In 12 post season series, Shilling went 11-2, had an ERA of 2.23, a WHIP of 0.968, and was a League Championship Series (1993) and World Series MVP (2001). You would need a Pentagon super computer to calculate Schilling’s post season WAR. When the weather turned cold and the competition heated up, against the best hitters in the game, Curt Schilling was the best in baseball.

Tomes have been written about Schilling’s off the field activities. His failed company, his departure from ESPN, his political positions, and his social media presence. Some writers, including Boston’s “favorite” curly-haired boyfriend, have used one or more of these things to justify keeping Schilling out of the Hall. Many of these same writers ignore Curt’s long and substantial charitable work and his Roberto Clements award, but have no issues voting for steroid users who cheated, like Bonds and Clemens.

The Case For Both

If the Hall is really about baseball, and voters truly care how pitchers performed within the context of their era, than both Schilling and Mussina must be inducted. That these two pitchers accomplished what they did, in an era when juiced hitters were breaking every offensive record and when new and smaller ballparks popped up every year, is simply amazing.

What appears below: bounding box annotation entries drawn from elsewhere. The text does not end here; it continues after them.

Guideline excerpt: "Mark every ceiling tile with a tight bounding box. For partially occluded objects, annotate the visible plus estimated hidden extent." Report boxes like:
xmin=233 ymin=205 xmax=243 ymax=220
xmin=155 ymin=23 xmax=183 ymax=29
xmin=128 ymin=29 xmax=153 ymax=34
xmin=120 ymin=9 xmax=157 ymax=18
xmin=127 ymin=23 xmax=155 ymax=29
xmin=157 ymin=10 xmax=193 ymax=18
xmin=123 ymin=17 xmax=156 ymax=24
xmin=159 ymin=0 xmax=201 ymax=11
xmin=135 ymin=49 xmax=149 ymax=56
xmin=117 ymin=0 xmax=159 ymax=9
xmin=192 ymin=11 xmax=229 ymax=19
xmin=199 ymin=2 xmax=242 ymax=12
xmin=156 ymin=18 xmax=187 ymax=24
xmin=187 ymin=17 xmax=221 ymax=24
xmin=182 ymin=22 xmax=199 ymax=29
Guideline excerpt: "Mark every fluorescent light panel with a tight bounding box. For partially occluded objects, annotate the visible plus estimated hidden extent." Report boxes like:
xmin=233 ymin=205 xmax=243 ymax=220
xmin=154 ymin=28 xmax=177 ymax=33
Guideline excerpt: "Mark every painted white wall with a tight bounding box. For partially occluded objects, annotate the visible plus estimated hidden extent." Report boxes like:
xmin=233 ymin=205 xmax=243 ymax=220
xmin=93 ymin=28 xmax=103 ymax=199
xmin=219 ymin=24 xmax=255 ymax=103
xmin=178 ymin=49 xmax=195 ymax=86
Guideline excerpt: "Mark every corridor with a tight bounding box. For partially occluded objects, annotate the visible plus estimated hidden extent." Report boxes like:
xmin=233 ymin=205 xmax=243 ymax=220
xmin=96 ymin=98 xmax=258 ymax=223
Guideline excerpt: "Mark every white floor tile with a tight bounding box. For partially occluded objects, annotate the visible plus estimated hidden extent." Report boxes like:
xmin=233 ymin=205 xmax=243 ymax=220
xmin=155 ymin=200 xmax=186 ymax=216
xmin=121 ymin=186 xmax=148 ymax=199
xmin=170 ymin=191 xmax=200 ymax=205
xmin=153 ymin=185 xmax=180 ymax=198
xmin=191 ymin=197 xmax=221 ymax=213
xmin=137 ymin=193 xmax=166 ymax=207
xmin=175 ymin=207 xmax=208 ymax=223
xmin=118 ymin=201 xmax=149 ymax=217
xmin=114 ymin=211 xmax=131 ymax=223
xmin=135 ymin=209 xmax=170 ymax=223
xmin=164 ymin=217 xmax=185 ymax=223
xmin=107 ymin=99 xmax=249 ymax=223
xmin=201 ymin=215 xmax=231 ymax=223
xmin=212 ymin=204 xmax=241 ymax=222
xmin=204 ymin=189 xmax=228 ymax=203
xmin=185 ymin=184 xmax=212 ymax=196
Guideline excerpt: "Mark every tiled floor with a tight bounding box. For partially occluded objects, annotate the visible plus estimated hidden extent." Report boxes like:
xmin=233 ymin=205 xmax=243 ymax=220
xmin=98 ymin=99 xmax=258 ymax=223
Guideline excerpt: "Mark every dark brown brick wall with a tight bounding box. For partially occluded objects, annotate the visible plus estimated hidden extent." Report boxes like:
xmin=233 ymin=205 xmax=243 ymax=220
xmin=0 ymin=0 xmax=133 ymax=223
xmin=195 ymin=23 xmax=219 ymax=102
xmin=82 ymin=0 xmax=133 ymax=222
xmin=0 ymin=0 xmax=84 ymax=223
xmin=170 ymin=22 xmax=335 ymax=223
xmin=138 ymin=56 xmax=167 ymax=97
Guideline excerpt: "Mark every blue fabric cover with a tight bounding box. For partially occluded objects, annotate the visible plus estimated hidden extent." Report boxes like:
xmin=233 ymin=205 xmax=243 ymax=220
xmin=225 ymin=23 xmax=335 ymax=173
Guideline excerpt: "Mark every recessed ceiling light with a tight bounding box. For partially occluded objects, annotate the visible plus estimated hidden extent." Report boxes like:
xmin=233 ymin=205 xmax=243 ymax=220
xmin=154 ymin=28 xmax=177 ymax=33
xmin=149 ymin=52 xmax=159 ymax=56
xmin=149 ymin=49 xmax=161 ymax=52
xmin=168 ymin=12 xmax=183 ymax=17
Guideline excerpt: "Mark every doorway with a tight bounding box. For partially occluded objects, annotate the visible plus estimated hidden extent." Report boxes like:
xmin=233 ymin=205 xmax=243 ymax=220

To compete clean in the steroid era and achieve to their standard cannot legitimately go unrewarded. Of the pitchers who faced Barry Bonds, the poster child of the steroid era and the most prolific power hitter in history, at least 100 At Bats, Schilling held him to a lower batting average (.263) than both Greg Maddux (.265) and John Smoltz (.275). Both are in the Hall. Both were elected on their first ballot.